Your topic seems very similar to models evaluation and selection. In this process, statistical significance may be one metric, but not the only one (always add domain expertise !).
Complementary model's estimation and evaluation metrics, like log-likelihood, information criteria (AICc, BIC) or model's metrics (explanative power through R2 and R2 adjusted, predictive power through MSE/RMSE/RASE, ...) offer different perspective and may highlight different models.
You can then select based on domain expertise and statistical evaluation which one(s) is/are the most appropriate/relevant for your topic, and choose to estimate individual predictions with the different models (to see how/where they differ), and/or to use a combined model to average out the prediction errors.

"All models are wrong, but some are useful" is a quite adequate quote when dealing with multiple possible models and trying to evaluate and select some to answer a question.

Hope this additional answer may help you,

Victor GUILLER

"It is not unusual for a well-designed experiment to analyze itself" (Box, Hunter and Hunter)

statman · Nov 27, 2023 12:20 PM

Why 4 replicates? What was changing within and between replicate? Does the RMSE look reasonable and comparable to the variation you see in the process?
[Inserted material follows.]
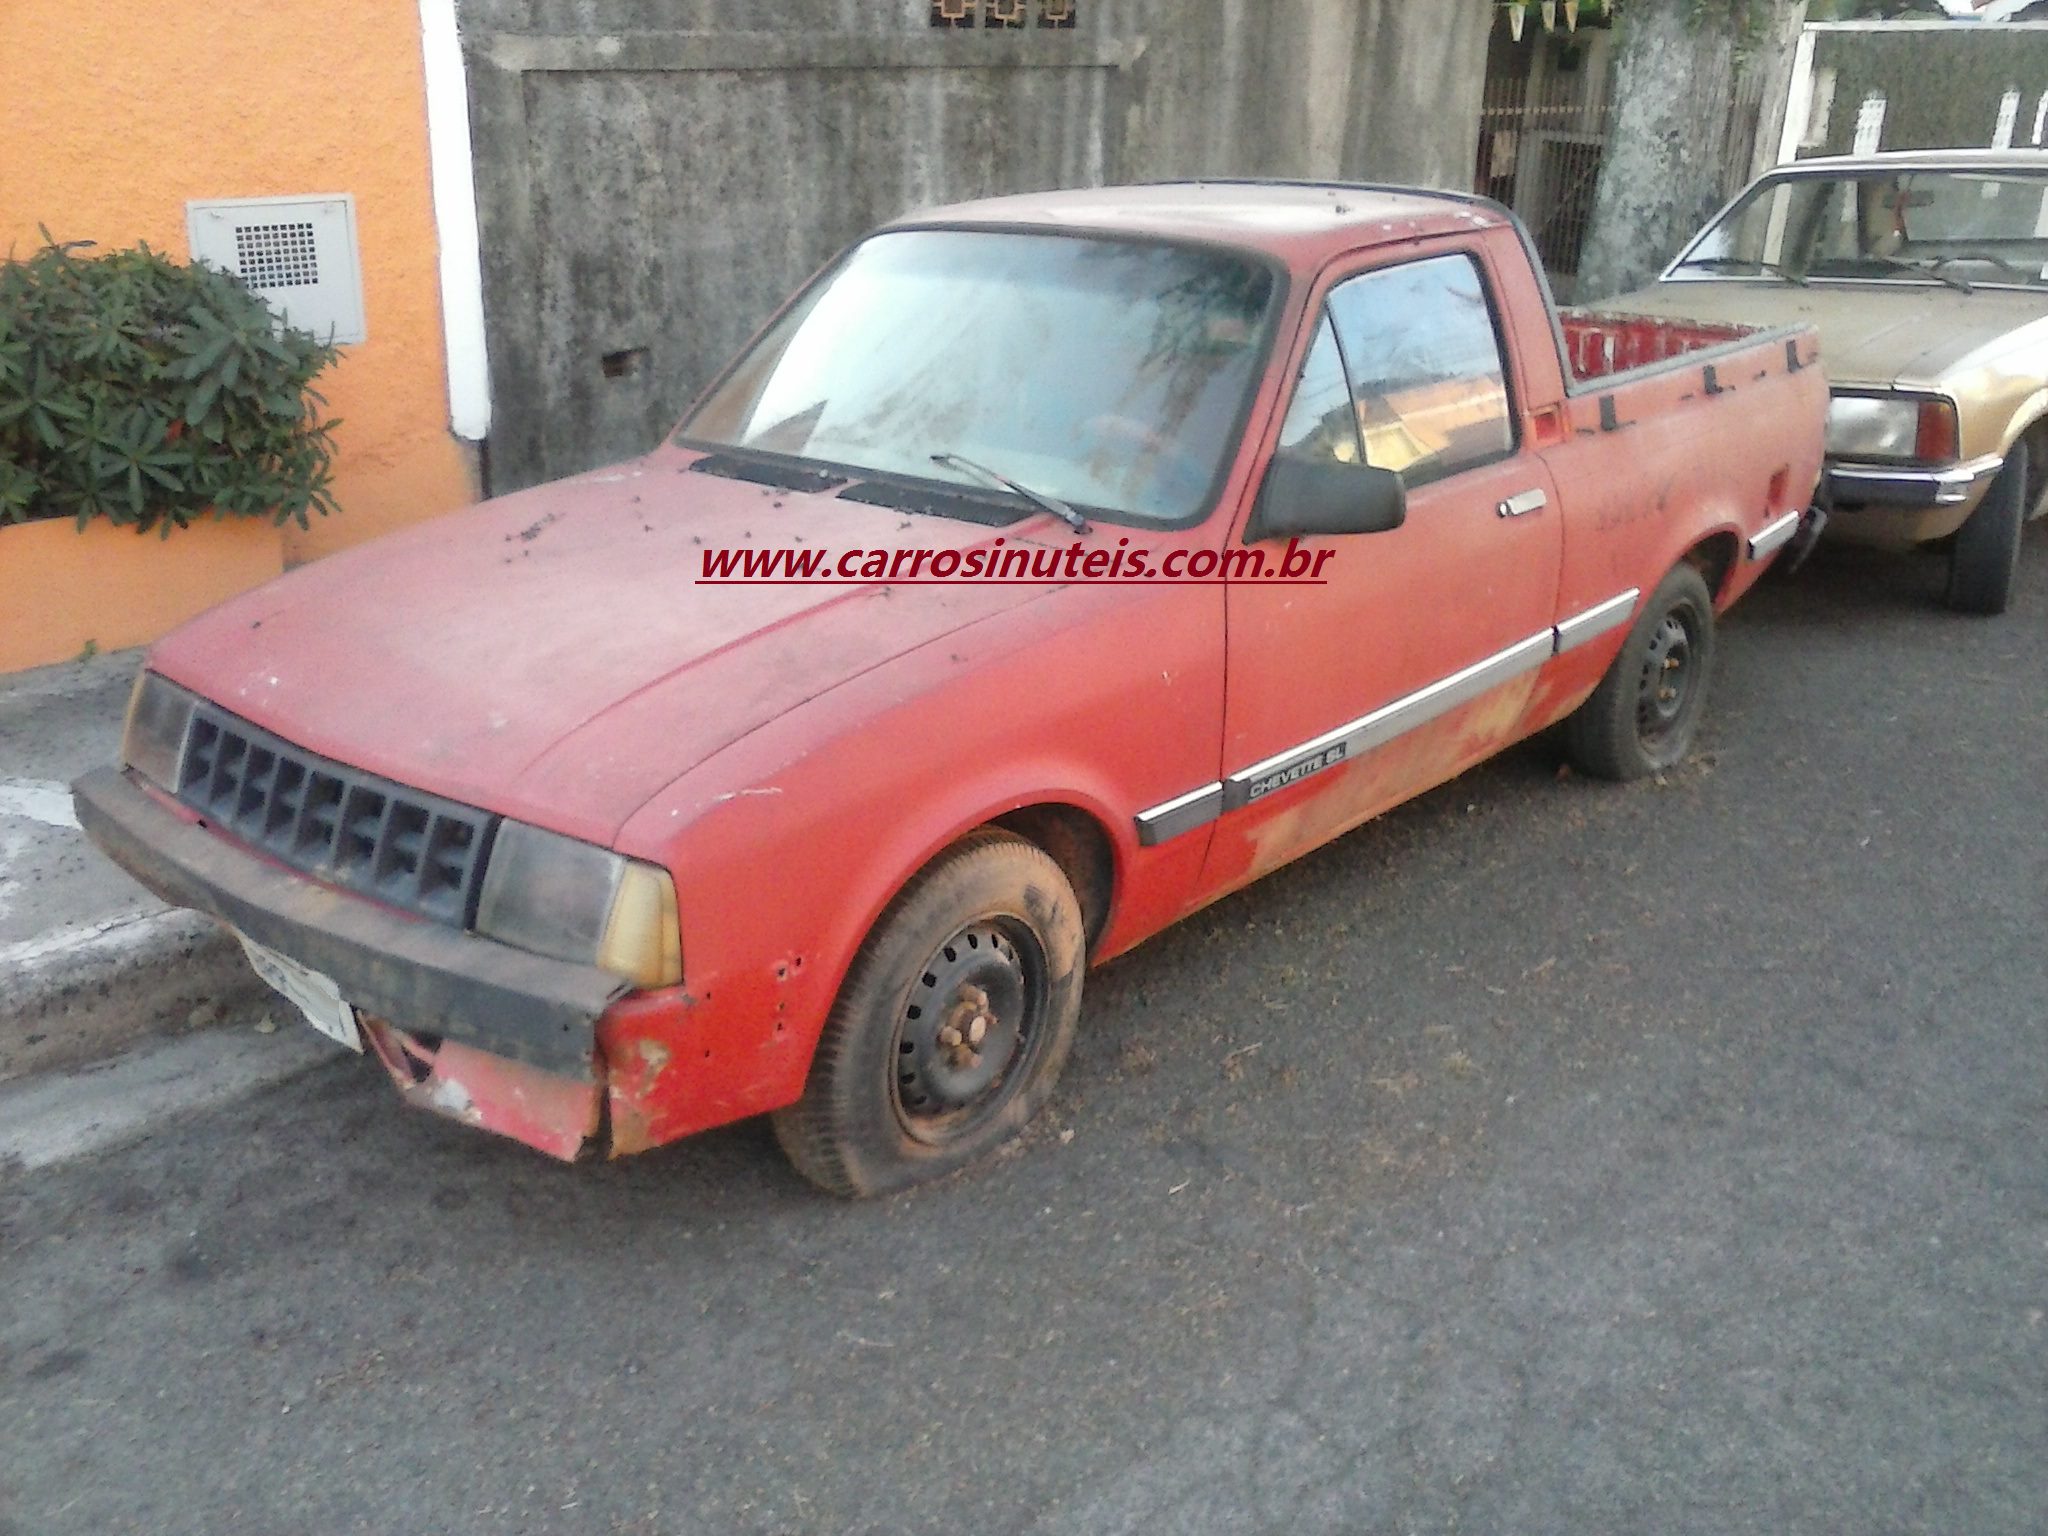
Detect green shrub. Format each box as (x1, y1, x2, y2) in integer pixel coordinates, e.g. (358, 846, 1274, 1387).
(0, 235, 340, 535)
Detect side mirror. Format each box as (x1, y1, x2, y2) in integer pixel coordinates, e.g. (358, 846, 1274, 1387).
(1245, 452, 1406, 544)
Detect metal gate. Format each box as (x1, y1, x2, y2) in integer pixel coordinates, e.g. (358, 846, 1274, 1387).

Is the process stable?

The commonest of defects in DOE are (paraphrased from Daniel):

Oversaturation: too many effects for the number of treatments
Overconservativeness: too many observations for the desired estimates
Failure to study the data for bad values
Failure to take into account all of the aliasing
Imprecision due to misunderstanding the error variance.

Point 5 is important, particularly if you are relying on p-values for assessing significance.

Victor's advice regarding use of other statistics to determine an appropriate model are worth consideration as well.

"All models are wrong, some are useful" G.E.P. Box

gchesterton · Nov 27, 2023 01:20 PM

The experiment was "open sourced" where volunteer participant teams conducted four runs (randomly assigned treatments) from the master design matrix. I blocked for the team effect, as well as other nuisance factors such as the scenario (of which there were four). Even without these nuisance factors, I expected a team's score (the response variable) to vary despite the factors' effects. These nuisance factors were an unfortunate compromise between "realism" with human subjects and a more tightly controlled experiment.